Their argument is that there is no discernible difference in terms of projected deaths between Scenario 3 and Scenario 4, which Minnesota is currently following, albeit the latter pushes back the timeline for peak hospital demand for 5 weeks.
Here's a look at the two models presented by MDH and U of M officials on Apr. 10 (note – death estimate is for entire course of COVID-19, including possible 2nd and 3rd waves, and is subject to ongoing revision).
Scenario 3: Stay-at-Home order ends immediately, allowing more non-essential businesses to return to work, followed by long-term Stay-at-Home order for most vulnerable residents – 11 weeks till peak hospital and ICU demand, 22,000 deaths (with range of 9,000 to 36,000).
Scenario 4: Stay-at-Home order continues till early May, followed by long-term Stay-at-Home order for most vulnerable – 16 weeks will peak hospital and ICU demand, 22,000 deaths (with range of 9,000 to 36,000).

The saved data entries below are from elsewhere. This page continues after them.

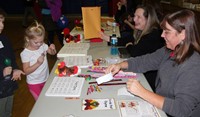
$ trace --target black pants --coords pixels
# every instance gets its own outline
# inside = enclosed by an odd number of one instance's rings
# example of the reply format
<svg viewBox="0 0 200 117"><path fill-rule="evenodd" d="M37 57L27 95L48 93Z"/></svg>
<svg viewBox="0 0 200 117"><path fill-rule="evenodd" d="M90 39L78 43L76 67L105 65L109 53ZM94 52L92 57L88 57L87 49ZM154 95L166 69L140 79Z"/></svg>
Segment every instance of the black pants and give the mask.
<svg viewBox="0 0 200 117"><path fill-rule="evenodd" d="M48 31L48 45L54 43L55 34L59 40L60 45L63 46L63 35L61 34L62 30Z"/></svg>

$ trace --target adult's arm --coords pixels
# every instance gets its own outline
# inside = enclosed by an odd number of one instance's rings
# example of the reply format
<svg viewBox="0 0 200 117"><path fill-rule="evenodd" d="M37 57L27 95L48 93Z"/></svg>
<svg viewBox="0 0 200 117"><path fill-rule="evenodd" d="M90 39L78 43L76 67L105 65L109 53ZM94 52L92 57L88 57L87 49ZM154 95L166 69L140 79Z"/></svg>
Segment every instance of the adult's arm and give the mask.
<svg viewBox="0 0 200 117"><path fill-rule="evenodd" d="M126 48L132 57L152 53L164 46L164 40L161 38L161 32L157 29L141 37L137 44L128 45Z"/></svg>

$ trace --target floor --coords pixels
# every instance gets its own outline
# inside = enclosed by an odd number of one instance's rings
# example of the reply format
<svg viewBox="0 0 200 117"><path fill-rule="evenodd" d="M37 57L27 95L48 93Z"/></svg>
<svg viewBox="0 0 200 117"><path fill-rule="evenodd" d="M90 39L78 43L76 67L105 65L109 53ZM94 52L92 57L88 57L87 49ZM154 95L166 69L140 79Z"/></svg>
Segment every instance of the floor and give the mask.
<svg viewBox="0 0 200 117"><path fill-rule="evenodd" d="M72 18L73 19L73 18ZM30 19L29 19L30 20ZM70 22L73 27L73 20ZM31 21L29 21L31 23ZM19 68L22 69L22 63L20 59L20 52L23 50L23 35L25 28L22 27L22 18L20 17L11 17L7 18L5 21L5 28L3 34L7 35L13 44L13 48L16 55L16 61L19 65ZM55 37L55 45L57 51L61 48L58 40ZM48 56L49 70L51 71L55 61L57 60L56 56ZM34 106L35 100L28 91L26 84L26 77L23 76L22 80L18 81L19 88L14 94L14 105L12 117L28 117L31 109Z"/></svg>

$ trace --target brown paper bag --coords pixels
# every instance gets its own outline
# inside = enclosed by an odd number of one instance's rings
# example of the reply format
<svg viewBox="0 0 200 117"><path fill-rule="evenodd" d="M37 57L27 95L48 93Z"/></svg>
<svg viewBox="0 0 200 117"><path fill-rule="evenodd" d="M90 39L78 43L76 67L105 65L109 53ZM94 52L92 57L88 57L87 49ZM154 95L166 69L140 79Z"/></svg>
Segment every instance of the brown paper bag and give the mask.
<svg viewBox="0 0 200 117"><path fill-rule="evenodd" d="M100 38L101 7L82 7L84 38Z"/></svg>

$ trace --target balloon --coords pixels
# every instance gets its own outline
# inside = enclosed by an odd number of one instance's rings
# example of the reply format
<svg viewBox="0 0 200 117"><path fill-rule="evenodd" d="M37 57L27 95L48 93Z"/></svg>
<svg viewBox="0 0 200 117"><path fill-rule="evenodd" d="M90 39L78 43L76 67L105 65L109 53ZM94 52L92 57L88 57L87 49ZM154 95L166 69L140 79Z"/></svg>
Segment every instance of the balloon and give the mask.
<svg viewBox="0 0 200 117"><path fill-rule="evenodd" d="M11 60L8 59L8 58L6 58L6 59L4 60L4 64L5 64L6 66L11 66Z"/></svg>

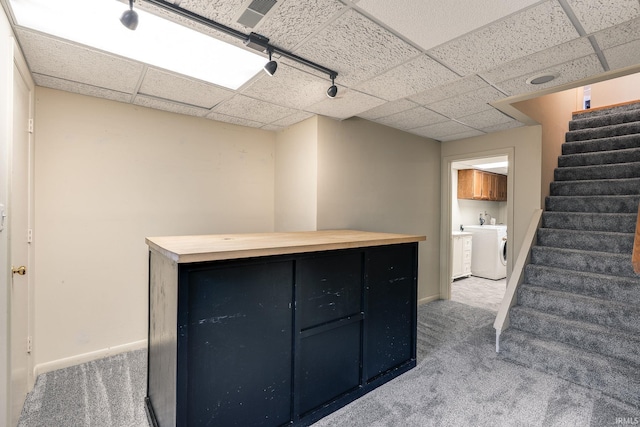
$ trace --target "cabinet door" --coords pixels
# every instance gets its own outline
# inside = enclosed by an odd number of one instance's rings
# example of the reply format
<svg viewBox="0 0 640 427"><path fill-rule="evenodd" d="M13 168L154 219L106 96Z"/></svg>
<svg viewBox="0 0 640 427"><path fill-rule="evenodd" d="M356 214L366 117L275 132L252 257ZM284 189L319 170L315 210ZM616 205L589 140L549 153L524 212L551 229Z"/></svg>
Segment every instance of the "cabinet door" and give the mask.
<svg viewBox="0 0 640 427"><path fill-rule="evenodd" d="M360 385L362 251L296 263L296 399L301 417Z"/></svg>
<svg viewBox="0 0 640 427"><path fill-rule="evenodd" d="M462 237L460 236L452 236L452 251L451 251L451 260L452 260L452 268L451 268L451 278L455 279L462 275L462 265L463 265L463 248L462 248Z"/></svg>
<svg viewBox="0 0 640 427"><path fill-rule="evenodd" d="M482 200L491 200L493 194L493 175L486 172L478 172L482 181Z"/></svg>
<svg viewBox="0 0 640 427"><path fill-rule="evenodd" d="M462 238L462 274L471 274L471 250L472 250L472 237L464 236Z"/></svg>
<svg viewBox="0 0 640 427"><path fill-rule="evenodd" d="M293 271L292 261L181 270L178 426L289 422Z"/></svg>
<svg viewBox="0 0 640 427"><path fill-rule="evenodd" d="M415 360L417 244L367 251L365 380Z"/></svg>
<svg viewBox="0 0 640 427"><path fill-rule="evenodd" d="M507 200L507 176L498 175L498 201Z"/></svg>
<svg viewBox="0 0 640 427"><path fill-rule="evenodd" d="M458 170L458 199L482 198L482 175L474 169Z"/></svg>
<svg viewBox="0 0 640 427"><path fill-rule="evenodd" d="M491 174L491 192L489 193L489 199L496 201L499 200L498 196L498 175L495 173Z"/></svg>

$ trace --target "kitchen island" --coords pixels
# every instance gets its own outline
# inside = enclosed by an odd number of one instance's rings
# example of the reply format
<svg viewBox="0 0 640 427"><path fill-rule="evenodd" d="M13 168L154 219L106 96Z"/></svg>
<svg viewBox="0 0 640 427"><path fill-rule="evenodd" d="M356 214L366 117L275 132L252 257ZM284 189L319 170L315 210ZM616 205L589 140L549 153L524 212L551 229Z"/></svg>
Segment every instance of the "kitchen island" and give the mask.
<svg viewBox="0 0 640 427"><path fill-rule="evenodd" d="M309 425L413 368L422 240L147 238L151 424Z"/></svg>

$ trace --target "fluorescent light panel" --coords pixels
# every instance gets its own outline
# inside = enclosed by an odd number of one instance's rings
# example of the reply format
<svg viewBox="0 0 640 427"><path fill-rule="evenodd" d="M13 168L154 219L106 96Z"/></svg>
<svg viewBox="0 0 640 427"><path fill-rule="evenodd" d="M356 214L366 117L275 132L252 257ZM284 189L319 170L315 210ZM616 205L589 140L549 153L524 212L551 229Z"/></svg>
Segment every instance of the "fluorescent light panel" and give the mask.
<svg viewBox="0 0 640 427"><path fill-rule="evenodd" d="M262 70L261 55L137 9L135 31L116 0L10 0L17 24L149 65L238 89Z"/></svg>
<svg viewBox="0 0 640 427"><path fill-rule="evenodd" d="M474 166L479 169L506 168L509 166L509 162L482 163L482 164L476 164Z"/></svg>

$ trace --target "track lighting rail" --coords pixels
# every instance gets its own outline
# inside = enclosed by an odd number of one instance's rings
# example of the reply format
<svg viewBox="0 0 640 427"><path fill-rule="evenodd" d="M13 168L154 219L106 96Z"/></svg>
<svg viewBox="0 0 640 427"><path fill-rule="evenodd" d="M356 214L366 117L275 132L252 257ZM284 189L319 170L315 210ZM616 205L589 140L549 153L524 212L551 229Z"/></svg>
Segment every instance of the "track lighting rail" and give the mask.
<svg viewBox="0 0 640 427"><path fill-rule="evenodd" d="M140 0L138 0L140 1ZM305 65L309 68L313 68L314 70L320 71L321 73L325 73L329 76L331 80L335 80L338 77L338 72L334 71L330 68L324 67L320 64L317 64L313 61L309 61L308 59L302 58L294 53L291 53L285 49L281 49L277 46L274 46L269 43L269 39L261 36L256 33L244 34L241 31L238 31L234 28L227 27L226 25L220 24L219 22L213 21L211 19L205 18L203 16L198 15L197 13L186 10L180 6L177 6L173 3L169 3L165 0L144 0L147 3L158 6L162 9L168 10L178 16L182 16L183 18L190 19L199 24L205 25L209 28L213 28L214 30L220 31L226 35L231 37L235 37L239 40L245 42L245 44L255 50L260 50L262 52L271 52L273 54L278 54L284 56L285 58L289 58L299 64ZM260 49L262 48L262 49Z"/></svg>

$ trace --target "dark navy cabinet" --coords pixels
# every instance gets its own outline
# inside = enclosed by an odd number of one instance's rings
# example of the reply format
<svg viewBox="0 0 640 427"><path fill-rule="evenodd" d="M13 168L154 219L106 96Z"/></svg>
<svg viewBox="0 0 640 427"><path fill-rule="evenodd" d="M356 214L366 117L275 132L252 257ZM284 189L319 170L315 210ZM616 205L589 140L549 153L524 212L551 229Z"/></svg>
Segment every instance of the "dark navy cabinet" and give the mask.
<svg viewBox="0 0 640 427"><path fill-rule="evenodd" d="M151 423L308 425L411 369L417 251L179 263L151 250Z"/></svg>
<svg viewBox="0 0 640 427"><path fill-rule="evenodd" d="M416 357L416 248L367 251L365 380Z"/></svg>
<svg viewBox="0 0 640 427"><path fill-rule="evenodd" d="M286 424L293 261L225 264L180 271L177 425Z"/></svg>
<svg viewBox="0 0 640 427"><path fill-rule="evenodd" d="M296 263L296 403L300 417L358 389L362 359L362 251Z"/></svg>

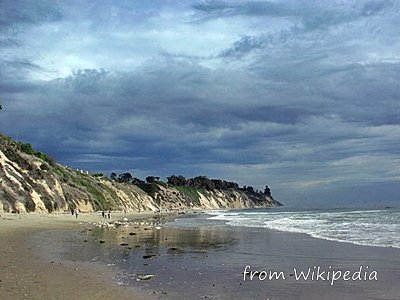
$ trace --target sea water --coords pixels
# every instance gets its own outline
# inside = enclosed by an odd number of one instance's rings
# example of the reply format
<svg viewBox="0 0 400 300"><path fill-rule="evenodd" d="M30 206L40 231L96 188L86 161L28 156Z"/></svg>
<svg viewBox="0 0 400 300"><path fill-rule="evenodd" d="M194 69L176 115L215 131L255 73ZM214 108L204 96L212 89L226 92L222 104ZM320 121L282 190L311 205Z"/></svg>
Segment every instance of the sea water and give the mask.
<svg viewBox="0 0 400 300"><path fill-rule="evenodd" d="M358 245L400 248L400 209L210 211L177 219L175 226L228 225L305 233L315 238Z"/></svg>

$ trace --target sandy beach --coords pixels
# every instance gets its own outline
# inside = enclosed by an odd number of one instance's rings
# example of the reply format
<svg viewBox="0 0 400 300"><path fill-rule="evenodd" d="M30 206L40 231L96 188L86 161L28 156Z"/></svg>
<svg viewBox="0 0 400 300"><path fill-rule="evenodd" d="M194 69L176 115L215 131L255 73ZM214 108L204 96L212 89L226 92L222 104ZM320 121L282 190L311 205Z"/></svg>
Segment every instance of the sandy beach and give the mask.
<svg viewBox="0 0 400 300"><path fill-rule="evenodd" d="M91 225L101 220L100 214L78 220L68 214L2 215L0 299L394 300L400 295L397 248L260 228ZM282 272L284 278L260 280L256 273L250 280L243 275L247 265L251 271ZM362 267L362 277L375 271L377 280L340 278L331 284L295 278L294 269L314 267L326 273ZM139 280L139 274L154 277Z"/></svg>
<svg viewBox="0 0 400 300"><path fill-rule="evenodd" d="M41 232L79 232L83 223L101 219L100 213L80 214L78 219L70 214L1 214L0 299L143 299L140 293L118 286L112 272L99 264L43 259L46 245L32 239ZM55 244L62 241L62 236L58 238Z"/></svg>

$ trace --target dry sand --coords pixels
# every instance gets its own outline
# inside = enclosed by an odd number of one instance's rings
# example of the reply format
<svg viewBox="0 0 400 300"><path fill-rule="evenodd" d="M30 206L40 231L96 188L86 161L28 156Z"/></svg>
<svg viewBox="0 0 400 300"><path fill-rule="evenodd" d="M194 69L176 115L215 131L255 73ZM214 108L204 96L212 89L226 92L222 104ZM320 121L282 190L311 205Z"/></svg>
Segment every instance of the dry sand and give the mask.
<svg viewBox="0 0 400 300"><path fill-rule="evenodd" d="M154 214L134 217L149 215ZM124 214L112 215L112 219L117 218L124 218ZM53 229L79 230L82 222L101 219L100 213L80 214L78 219L70 214L1 214L0 299L143 299L146 295L118 286L105 267L44 261L38 251L41 245L30 238Z"/></svg>

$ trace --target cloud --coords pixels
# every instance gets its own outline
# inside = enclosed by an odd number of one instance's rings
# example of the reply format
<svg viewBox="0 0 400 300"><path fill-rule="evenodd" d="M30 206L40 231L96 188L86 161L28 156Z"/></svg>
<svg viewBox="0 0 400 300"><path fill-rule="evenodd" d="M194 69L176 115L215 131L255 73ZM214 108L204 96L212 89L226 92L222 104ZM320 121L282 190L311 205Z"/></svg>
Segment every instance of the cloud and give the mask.
<svg viewBox="0 0 400 300"><path fill-rule="evenodd" d="M371 17L394 6L391 0L366 1L203 1L193 8L205 19L234 16L247 17L294 17L300 18L310 29L328 27Z"/></svg>
<svg viewBox="0 0 400 300"><path fill-rule="evenodd" d="M234 42L230 48L222 51L220 56L240 59L247 53L264 47L264 42L257 39L256 37L244 36L241 37L238 41Z"/></svg>
<svg viewBox="0 0 400 300"><path fill-rule="evenodd" d="M63 164L289 202L399 178L395 2L46 3L0 18L0 127Z"/></svg>
<svg viewBox="0 0 400 300"><path fill-rule="evenodd" d="M285 16L292 14L285 4L269 1L203 1L193 5L193 8L212 15L213 17L228 17L234 15Z"/></svg>
<svg viewBox="0 0 400 300"><path fill-rule="evenodd" d="M399 5L393 1L207 1L194 8L206 21L213 19L248 18L257 26L264 26L264 32L245 35L236 40L229 48L221 51L225 58L240 59L252 51L264 49L275 52L282 47L298 47L304 44L308 49L327 46L326 43L338 43L348 35L354 38L360 31L368 37L380 25L380 18L394 19ZM277 26L278 24L278 26ZM393 29L393 28L392 28ZM392 30L391 29L391 30ZM359 37L362 37L363 33ZM337 45L337 44L336 44ZM330 45L329 45L330 46ZM330 46L332 47L332 46ZM340 47L337 47L340 48ZM342 45L342 48L343 45ZM297 49L299 50L299 49ZM299 52L297 52L299 53ZM300 52L301 53L301 52Z"/></svg>
<svg viewBox="0 0 400 300"><path fill-rule="evenodd" d="M6 47L18 47L22 46L21 41L18 39L14 38L0 38L0 47L1 48L6 48Z"/></svg>
<svg viewBox="0 0 400 300"><path fill-rule="evenodd" d="M16 0L1 2L0 24L2 31L9 30L10 27L15 29L15 26L19 25L58 22L62 18L63 14L53 1Z"/></svg>

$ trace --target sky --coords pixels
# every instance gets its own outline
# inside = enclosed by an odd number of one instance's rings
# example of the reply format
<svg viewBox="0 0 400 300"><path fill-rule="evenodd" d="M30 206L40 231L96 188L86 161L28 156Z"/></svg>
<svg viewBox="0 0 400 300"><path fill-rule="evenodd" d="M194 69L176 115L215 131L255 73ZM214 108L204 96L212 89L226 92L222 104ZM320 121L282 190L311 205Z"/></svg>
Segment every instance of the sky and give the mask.
<svg viewBox="0 0 400 300"><path fill-rule="evenodd" d="M0 131L71 168L400 203L400 1L0 0Z"/></svg>

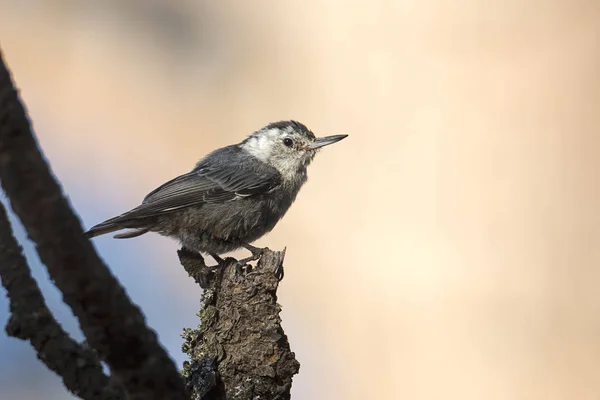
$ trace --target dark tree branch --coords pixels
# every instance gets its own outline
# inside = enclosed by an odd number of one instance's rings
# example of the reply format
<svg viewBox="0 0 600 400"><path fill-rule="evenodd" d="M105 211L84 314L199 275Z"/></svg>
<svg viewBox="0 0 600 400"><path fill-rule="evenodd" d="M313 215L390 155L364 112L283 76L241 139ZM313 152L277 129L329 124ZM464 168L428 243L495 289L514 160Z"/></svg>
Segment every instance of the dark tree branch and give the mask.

Why does Gov. Walz say we're not at Scenario 3 yet?
At his Friday press conference, Walz said it's too far away to make a decision on whether to extend the Stay-at-Home order, but it's nonetheless a possibility given that Wisconsin recently extended its shelter order till late May, albeit it has more cases and deaths than Minnesota.
And he says Republican leaders are "not wrong" about Scenario 3, saying it is indeed "the only sustainable goal" for Minnesota and one his administration is aspiring to, but the state is not just at the point to do it yet.
That's because, in his words, Scenario 3 "is predicated on ample amounts of PPE (personal protective equipment) and surge capacity, and testing."
"Scenario 3 sets us up to be able to test, trace and isolate" to the point Minnesota can more safely reopen increasing sectors of business.
While there have been positive signs that testing is getting to the point Minnesota needs to open up, with the Mayo Clinic and M Health Fairview announcing broad capacity this week, there was also bad news on Friday in the form of a record number of single-day deaths in Minnesota, as well as the news of an outbreak at the JBS pork plant in Worthington.
Walz thinks that Minnesota is getting closer to Scenario 3 with every passing week, but even when we reach the point that non-essential businesses can reopen, it's not going to be back to "business as usual," as they'll be expected to implement the same social distancing practices that essential businesses have.
"We do believe Scenario 3 is the place we need to go, when we started opening and thinking about how do we source the PPE, how do we ramp up the testing to get there, that's what we were thinking. The time that we put that out there and the time we extended the stay at home order we did not have that.
"The only sustainable place is looking like Scenario 3 in that modeling ... sheltering place till a vaccine comes is not sustainable," he added.
"We had to figure out a way to first understand – and we have learned so much over the past month about this virus – is to be able to first and foremost identify who has it, to isolate, trace, to get them and the most vulnerable protected."